Google professes to believe that the Chinese public will be able to access its uncensored Hong Kong-based search engine from the mainland, and Google officials insist it may hang on to its indispensable local partners so it can continue developing mobile operations and other affiliated businesses. Moreover, its top lawyer told The New York Times, “It is good for our business to push for free expression.”

But to me he was whistling past the graveyard. This brilliantly successful company has taken a step that’s utterly incompatible with its brilliant success.

Chinese authorities are embarrassed and angered by Google’s pull-out, and local business people aren’t eager to cross them. As Bloomberg News quoted one Hong Kong-based analyst, “If you were partnering with Google in China, your business plans have just fallen apart.”
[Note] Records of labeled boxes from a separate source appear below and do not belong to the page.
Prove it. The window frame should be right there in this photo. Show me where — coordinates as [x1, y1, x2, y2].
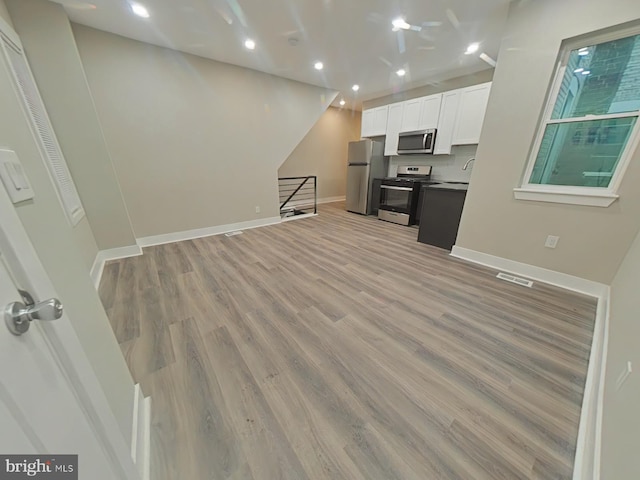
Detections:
[513, 25, 640, 207]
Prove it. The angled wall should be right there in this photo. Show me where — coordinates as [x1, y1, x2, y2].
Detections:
[456, 0, 640, 285]
[278, 107, 362, 200]
[73, 24, 336, 237]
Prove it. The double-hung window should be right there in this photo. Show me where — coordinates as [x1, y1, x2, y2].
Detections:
[515, 28, 640, 207]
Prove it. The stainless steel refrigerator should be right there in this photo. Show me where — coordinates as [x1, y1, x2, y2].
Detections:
[347, 139, 389, 215]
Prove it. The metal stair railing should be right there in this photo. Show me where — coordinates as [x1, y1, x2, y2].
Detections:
[278, 175, 318, 217]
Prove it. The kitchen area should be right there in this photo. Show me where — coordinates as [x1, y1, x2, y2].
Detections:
[346, 82, 491, 250]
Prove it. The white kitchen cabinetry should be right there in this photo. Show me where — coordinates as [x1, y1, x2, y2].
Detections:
[384, 102, 404, 155]
[400, 98, 422, 132]
[452, 82, 491, 145]
[433, 90, 461, 155]
[418, 93, 442, 130]
[361, 105, 389, 138]
[400, 94, 442, 132]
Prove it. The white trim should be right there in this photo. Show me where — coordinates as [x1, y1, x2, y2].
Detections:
[131, 383, 151, 480]
[451, 246, 611, 480]
[137, 217, 281, 247]
[0, 79, 137, 479]
[513, 185, 620, 208]
[316, 195, 347, 205]
[451, 245, 609, 298]
[281, 213, 318, 223]
[547, 110, 639, 125]
[89, 245, 142, 290]
[139, 397, 151, 480]
[573, 287, 610, 480]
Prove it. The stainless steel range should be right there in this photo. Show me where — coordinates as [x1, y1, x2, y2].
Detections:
[378, 165, 438, 225]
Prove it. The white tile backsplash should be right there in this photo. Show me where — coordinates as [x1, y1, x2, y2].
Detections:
[389, 145, 478, 182]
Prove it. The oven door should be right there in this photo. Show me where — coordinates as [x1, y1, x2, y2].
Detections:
[380, 184, 413, 214]
[378, 184, 413, 225]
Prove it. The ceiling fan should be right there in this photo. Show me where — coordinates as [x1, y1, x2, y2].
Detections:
[391, 17, 442, 55]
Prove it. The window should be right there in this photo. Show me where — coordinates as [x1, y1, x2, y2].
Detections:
[515, 29, 640, 207]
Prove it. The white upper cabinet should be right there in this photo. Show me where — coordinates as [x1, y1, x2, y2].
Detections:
[360, 105, 389, 138]
[384, 102, 404, 155]
[418, 93, 442, 130]
[400, 93, 442, 132]
[452, 82, 491, 145]
[400, 98, 422, 132]
[433, 90, 461, 155]
[360, 108, 374, 138]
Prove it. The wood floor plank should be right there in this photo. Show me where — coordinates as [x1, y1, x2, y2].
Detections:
[99, 203, 596, 480]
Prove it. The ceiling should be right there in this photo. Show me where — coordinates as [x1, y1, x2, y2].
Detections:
[54, 0, 509, 104]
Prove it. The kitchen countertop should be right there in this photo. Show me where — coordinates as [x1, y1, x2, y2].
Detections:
[422, 182, 469, 192]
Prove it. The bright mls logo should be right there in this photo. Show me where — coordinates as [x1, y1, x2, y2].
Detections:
[0, 455, 78, 480]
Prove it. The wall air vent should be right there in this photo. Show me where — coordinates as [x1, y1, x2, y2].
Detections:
[496, 272, 533, 288]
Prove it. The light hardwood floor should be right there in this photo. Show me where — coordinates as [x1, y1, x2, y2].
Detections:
[100, 203, 595, 480]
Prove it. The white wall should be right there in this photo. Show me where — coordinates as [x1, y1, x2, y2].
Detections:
[73, 25, 336, 237]
[6, 0, 136, 253]
[362, 68, 493, 109]
[456, 0, 640, 284]
[601, 229, 640, 480]
[0, 0, 13, 26]
[0, 3, 133, 442]
[278, 108, 362, 199]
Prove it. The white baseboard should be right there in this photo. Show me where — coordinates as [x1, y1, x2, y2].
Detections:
[282, 213, 318, 222]
[137, 217, 281, 247]
[131, 383, 151, 480]
[451, 245, 609, 298]
[89, 245, 142, 290]
[316, 195, 347, 205]
[451, 246, 610, 480]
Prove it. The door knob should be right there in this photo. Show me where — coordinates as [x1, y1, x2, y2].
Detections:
[4, 298, 64, 335]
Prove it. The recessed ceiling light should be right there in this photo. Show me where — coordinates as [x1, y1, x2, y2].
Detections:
[391, 17, 411, 31]
[464, 43, 480, 55]
[131, 3, 149, 18]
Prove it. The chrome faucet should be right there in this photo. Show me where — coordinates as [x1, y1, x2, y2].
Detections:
[462, 157, 476, 170]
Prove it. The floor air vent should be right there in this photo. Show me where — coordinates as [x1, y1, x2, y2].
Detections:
[496, 272, 533, 288]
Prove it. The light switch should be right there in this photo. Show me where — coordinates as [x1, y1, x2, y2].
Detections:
[0, 148, 34, 203]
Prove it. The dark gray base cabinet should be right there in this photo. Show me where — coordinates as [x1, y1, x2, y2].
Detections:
[418, 187, 467, 250]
That downbeat assessment seems consistent with the thinking of Google’s main U.S. rivals. Microsoft co-founder Bill Gates reportedly told ABC News: “You’ve got to decide: Do you want to obey the laws of the countries you are in, or not? If not, you may not end up doing business there.” Microsoft’s Bing search engine hasn’t stopped censoring its results in China, according to The Times.

So why is Google pulling out? I don’t know. But I’m willing to accept the company’s explanation that it no longer wanted to be in the business of deliberately and needlessly keeping people ignorant—specifically, withholding important information from ordinary Chinese who come to Google expecting help finding it, and doing so just because their government decreed these were matters they should not learn about.

Fine, countries are entitled to their taboos. Some places in Europe prohibit Nazi-themed sites, and just because our free-speech practices tolerate them we’d be wrong to demand they be accepted by countries where they’re forbidden. The British prohibit covering ongoing criminal cases in the press because they fear publicity will taint their proceedings. The United States has strict child porn laws, and authorities here wouldn’t let foreign sites decide the U.S. public has an inalienable right to their smut simply because their homelands set the age of consent at 12.

But China wants leading U.S. information companies to help embargo its own history. It wants “Tiananmen Square 1989” to yield a tourist brochure, not photos of murdered democracy activists. It wants “Tibet” to return soothing pictures of a snow-capped paradise, not images of military occupation.

Above all, it wants the complicity of renowned U.S. Internet companies in normalizing censorship, in bestowing upon an archaic and tottering edifice of forced ignorance a patina of international acceptance. It wants foreign help in continuing to deny its people civic freedoms comparable to the economic freedoms it has lavished on its capitalists.

Google, to its shame, played along for the past four years. Now, to its great credit, it has said no more.